やはり子どもたちだったみたいで、玄関には子どもたちがいた。

リビングに入ってくると、子どもたちが駆け寄ってきた。

どうやら何かを見せたいみたい。


「さっき、ぶどうの森に行ってきたんだ。それでね、コレを買ってもらったの」

※ぶどうの森は、石川県金沢市にあるぶどう園。

旬なぶどうが買えるだけではなく、洋菓子、結婚式場、レストランなども併設されている。


 ネコのイラストが描いてあるサイコロの上と下を長くしたような四角い紙の箱を見せてくれた。


「ボクはコレ」


 別の子どもは違うネコイラストが描いてあった。


「ぼくはコレ」


 一番年下の子どもはパンダとネコのイラストが描いたネコだった。

 箱の大きさからからすると、ぬいぐるみが入っているとは思えない。

小さいマスコットであれば入っているかもしれないけど、

それなら箱をあけて中身を見せるよね。

もしかして子どもたちは中身を知らないのかも? 何が入っているのだろう。


子どもの一人が箱をあけると中から箱に描いてあるネコが出てきた。

パッと見た感じはお菓子みたい。厚みがあるから横側を見た。

全体的には黄色と茶色を混ぜたような色で、細い茶色いすじみたいのがたくさん入っている。

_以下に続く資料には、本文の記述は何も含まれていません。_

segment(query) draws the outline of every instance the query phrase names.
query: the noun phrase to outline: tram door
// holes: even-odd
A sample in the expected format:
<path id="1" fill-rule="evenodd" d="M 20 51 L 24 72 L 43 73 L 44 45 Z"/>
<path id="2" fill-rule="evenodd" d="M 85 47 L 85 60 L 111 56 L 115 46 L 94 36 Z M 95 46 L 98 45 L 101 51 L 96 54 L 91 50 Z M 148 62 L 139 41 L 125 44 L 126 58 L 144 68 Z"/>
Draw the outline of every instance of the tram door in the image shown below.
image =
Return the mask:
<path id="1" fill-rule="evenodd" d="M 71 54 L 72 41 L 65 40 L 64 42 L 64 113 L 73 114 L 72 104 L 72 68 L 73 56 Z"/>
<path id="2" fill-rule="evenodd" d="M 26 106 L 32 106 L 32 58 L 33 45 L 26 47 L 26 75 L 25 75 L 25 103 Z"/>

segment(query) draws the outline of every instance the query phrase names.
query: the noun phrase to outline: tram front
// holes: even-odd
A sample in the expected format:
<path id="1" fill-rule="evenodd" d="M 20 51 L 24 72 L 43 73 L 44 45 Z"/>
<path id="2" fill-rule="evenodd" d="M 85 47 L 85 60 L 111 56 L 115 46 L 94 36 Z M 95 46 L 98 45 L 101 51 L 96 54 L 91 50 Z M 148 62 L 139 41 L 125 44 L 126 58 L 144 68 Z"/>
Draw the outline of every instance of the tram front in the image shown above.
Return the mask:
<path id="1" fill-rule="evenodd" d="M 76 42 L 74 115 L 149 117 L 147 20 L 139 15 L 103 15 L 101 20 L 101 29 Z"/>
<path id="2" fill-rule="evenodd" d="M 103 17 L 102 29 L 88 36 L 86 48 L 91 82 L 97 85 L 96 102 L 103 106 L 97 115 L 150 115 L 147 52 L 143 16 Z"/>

色と模様だけを見ていたら切り株みたいな感じ。何コレ?


「それはバウムクーヘンだよ」


 ご主人様が言った。


「バウムクーヘンは本来なら真ん中に穴が開いていて、断面が切り株の形をしたお菓子なのだけど、これはカタヌキができるようになっていて、外側を上手にはがすとネコの形になるんだよ」


「へ〜え〜」


 んにゃ?バウムクーヘンを見ると、ネコの形のラインに沿って切り込みが入っている。

もしかして、切り込みに沿ってはがすのかにゃ。


子どもたちは箱をあけ、ラインに沿ってカタヌキをし始めた。


「肉まん、見て!」


 上手にカタヌキをし、イラスト通りのネコの形になっていた。


「コレ、あげるよ」


 子どもの一人がカタヌキした端っこをくれた。


「ネコの方のバウムクーヘンをくれないの?」


 ぼくは不服そうな目をして子どもを見た。どうやら伝わったみたいで、


「ネコの方はあげないよ。ぼくが食べるんだから」

「端っこじゃなくて、ネコ本体ちょうだい」

「ネコはあげないよ。肉まんはネコでしょ。お友だちは食べちゃダメだよ」

「お友だちじゃないにゃん。それはネコの顔と形をしたお菓子だにゃん!」


 くれないなら子どもが口の中に入れる前に、ぼくが食べるにゃん。

ネコのバウムクーヘン目掛けて子どもたちに飛び掛かろうとした。

するとぼくは突然、首根っこを捕まれた。


「痛いにゃ~ん!」


 後ろを振り向くと、ご主人様がぼくの首根っこをつかんでいる。


「端っこもらえただけでもありがたいと思いなさい。

本来ならそれさえもあげたくありません。きみにとってはよろしくない食べ物だからね!」


 ご主人様に怒られた。


「肉まん、代わりに食べるね。いっただっきまーす」


 子どもたちはネコのバウムクーヘンを食べた。その様子を見ていたぼくは、


「ジュルジュル~」


 食べられないとはいえ、ついついよだれが……。


「肉まん、コレあげるよ」

「何をくれるのかにゃ?」


 子どもが差し出したものは、バウムクーヘンが入っていた箱だった。


「にゃー。ぼくがほしいのは中身だにゃん!」

「きみー。よかったね。かわいいネコの箱がもらえて」


 ご主人様はニヤニヤしている。


「箱なんてもらってもどうすればいいのさ」


 においだけではお腹は膨れない。もっとお腹がすく。


「グ〜」


 さっきごはんを食べたばかりなのにお腹が鳴った。

ぼくは箱を見てため息をついた。

※今回登場したバウムクーヘンは、『まめや金澤満久】の型ぬきバウムを参考にしています。